I’ve also been thinking about how the road to heaven is similar to the road home that night.
- As Christians, we travel in convoy with others who are like-minded. God didn’t intend for His people to make this journey alone (Gal. 6:1-10).
- Like a reliable car and a full tank of gas in a time of panic, we carry with us the providence of God at all times (Romans 8:28).
- Like the 911 responder, there are always others who are ready to rescue when we find ourselves in spiritual danger (Heb. 10:24-26). God is definitely the first responder whenever we face a spiritual emergency. (Phil. 4:6, Lk. 11:9, Psa. 34:17).

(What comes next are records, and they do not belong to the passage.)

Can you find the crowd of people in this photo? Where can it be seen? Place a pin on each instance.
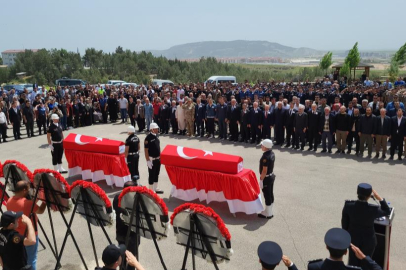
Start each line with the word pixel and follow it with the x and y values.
pixel 326 112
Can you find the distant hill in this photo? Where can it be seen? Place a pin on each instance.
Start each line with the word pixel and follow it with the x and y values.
pixel 237 48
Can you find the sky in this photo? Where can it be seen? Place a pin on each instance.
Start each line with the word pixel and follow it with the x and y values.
pixel 160 24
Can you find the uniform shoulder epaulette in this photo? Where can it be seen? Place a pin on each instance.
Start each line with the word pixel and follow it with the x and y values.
pixel 350 267
pixel 315 261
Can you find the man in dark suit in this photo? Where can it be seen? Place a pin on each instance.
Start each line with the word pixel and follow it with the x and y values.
pixel 358 219
pixel 337 242
pixel 266 128
pixel 15 119
pixel 233 118
pixel 327 129
pixel 279 121
pixel 245 123
pixel 398 133
pixel 300 127
pixel 290 119
pixel 382 132
pixel 313 128
pixel 256 121
pixel 200 114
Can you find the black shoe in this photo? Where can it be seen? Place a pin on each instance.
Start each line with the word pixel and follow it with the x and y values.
pixel 262 216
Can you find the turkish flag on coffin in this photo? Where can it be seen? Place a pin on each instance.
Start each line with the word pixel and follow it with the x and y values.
pixel 180 156
pixel 85 143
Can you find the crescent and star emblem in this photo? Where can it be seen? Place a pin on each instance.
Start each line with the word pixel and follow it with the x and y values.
pixel 179 149
pixel 78 141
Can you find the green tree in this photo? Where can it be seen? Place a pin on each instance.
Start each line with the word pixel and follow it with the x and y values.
pixel 326 61
pixel 353 58
pixel 398 59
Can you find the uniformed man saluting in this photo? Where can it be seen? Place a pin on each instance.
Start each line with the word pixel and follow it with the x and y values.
pixel 55 142
pixel 267 177
pixel 152 155
pixel 358 219
pixel 132 148
pixel 337 242
pixel 270 255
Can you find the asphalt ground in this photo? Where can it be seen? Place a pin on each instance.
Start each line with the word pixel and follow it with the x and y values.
pixel 310 191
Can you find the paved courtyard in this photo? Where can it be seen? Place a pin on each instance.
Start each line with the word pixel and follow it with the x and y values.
pixel 310 191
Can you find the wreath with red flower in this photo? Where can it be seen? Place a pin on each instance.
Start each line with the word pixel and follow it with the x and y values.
pixel 21 167
pixel 95 188
pixel 57 176
pixel 207 211
pixel 144 190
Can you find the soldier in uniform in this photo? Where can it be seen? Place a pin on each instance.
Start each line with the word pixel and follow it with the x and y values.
pixel 152 155
pixel 189 108
pixel 132 154
pixel 270 255
pixel 55 142
pixel 337 242
pixel 267 177
pixel 12 245
pixel 358 219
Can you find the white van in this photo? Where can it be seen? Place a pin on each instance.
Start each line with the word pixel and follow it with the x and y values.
pixel 221 79
pixel 160 82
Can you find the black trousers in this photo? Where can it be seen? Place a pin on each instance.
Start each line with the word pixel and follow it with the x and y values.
pixel 57 154
pixel 140 123
pixel 210 126
pixel 396 142
pixel 200 127
pixel 234 130
pixel 353 135
pixel 41 123
pixel 132 164
pixel 132 119
pixel 16 130
pixel 300 136
pixel 267 189
pixel 153 174
pixel 30 128
pixel 313 138
pixel 174 125
pixel 255 134
pixel 290 136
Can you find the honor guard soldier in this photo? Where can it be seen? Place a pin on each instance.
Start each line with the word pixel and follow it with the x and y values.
pixel 132 154
pixel 337 242
pixel 358 219
pixel 55 142
pixel 270 255
pixel 267 177
pixel 152 155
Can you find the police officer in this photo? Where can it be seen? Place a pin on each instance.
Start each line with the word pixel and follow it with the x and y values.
pixel 358 219
pixel 267 177
pixel 55 142
pixel 12 244
pixel 132 148
pixel 152 155
pixel 270 255
pixel 337 242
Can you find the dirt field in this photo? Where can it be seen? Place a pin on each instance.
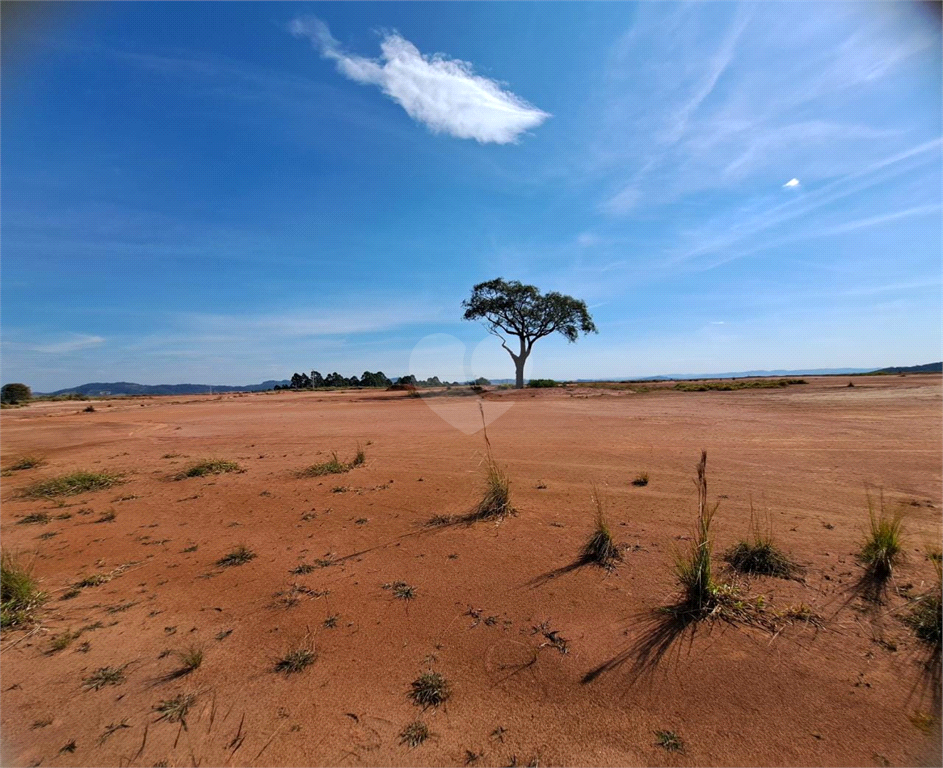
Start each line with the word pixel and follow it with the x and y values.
pixel 488 611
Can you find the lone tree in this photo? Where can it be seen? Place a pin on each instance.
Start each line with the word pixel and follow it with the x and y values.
pixel 515 309
pixel 15 393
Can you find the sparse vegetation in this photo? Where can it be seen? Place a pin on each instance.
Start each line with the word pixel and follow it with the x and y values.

- There is always—ALWAYS—someone trying to run me off the narrow road that leads Home (Matt. 7:13) . Because the devil is who he is ( I Peter 5:8), you and I will always be tempted in one way or another to leave the safe “pavement.”
- It’s important not to stop.
- Our transport Vehicle through this world is infinitely bigger and more dependable than anything that can try and harm us (I Cor. 10:13).
- Like the children who never even knew of any danger, there are always innocent people influenced by paths I choose. May I always remember the children who will be affected by my choices.
- There’s always a right turn. I pray I will always see it and take it.
- There is always a Father who’s listening. He’s concerned for you, loving you, waiting to wrap you up in a warm embrace to welcome you back to safety. I’ll never forget how my dad’s embrace felt that night when my tear-stained face was pressed against him, his arms wrapped around me. I was safe. I was loved. The Father runs (Luke 15:11) to wrap us in His arms. He is always on the Mooresville exit, waiting for us. He wants to take us home.
- Things that are relatively small when placed in the context of a lifetime can seem overwhelming in the moment. I need to think more about the bigger picture that God sees and the safety that’s mine when He is with me, even when the darkness of trials and temptation closes in for a time.